Advances in the use of AI tools to predict and improve treatment outcome is an important area of research in Bipolar Disorder. The development of therapeutic strategies for bipolar depression is also important as this is the most difficult part of the illness to stabilize and the most chronic debilitating aspect of it for patients. 

More recently blood tests have been developed to help differentiate bipolar depression from unipolar depression and increase in sensitivity when combined with a clinical assessment. This is a promising development for the future although it will take time for such tests to become widely available and more studies are required to determine their validity. Research is also ongoing into other biomarkers.

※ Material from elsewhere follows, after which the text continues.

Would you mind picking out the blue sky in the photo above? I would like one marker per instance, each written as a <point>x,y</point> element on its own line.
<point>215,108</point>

The recent advent of esketamine has provided an important therapeutic strategy when all other strategies have failed and a patient is reluctant or unable for medical reasons to avail of ECT (electro-convulsive therapies). Similarly rTMS is an important addition to the therapeutic options available in addition to mood stabilisers.

Unfortunately, these treatments are not available in all countries and in some countries, only available in certain areas. Perhaps the most important advance of all would be to ensure equal access to adequate clinical care and treatment for all patients regardless of their geographical location.

If I were to ask you for a realistic headline for patients with bipolar disorder, what would you say?

Headline of hope for Bipolar Disorder: Major Breakthrough in the treatment of Bipolar Depression.

If I were to ask you for a hopeful headline for patients with bipolar disorder, what would it be? 

Realistic Headline: Advances in Early Diagnosis of Bipolar Disorder.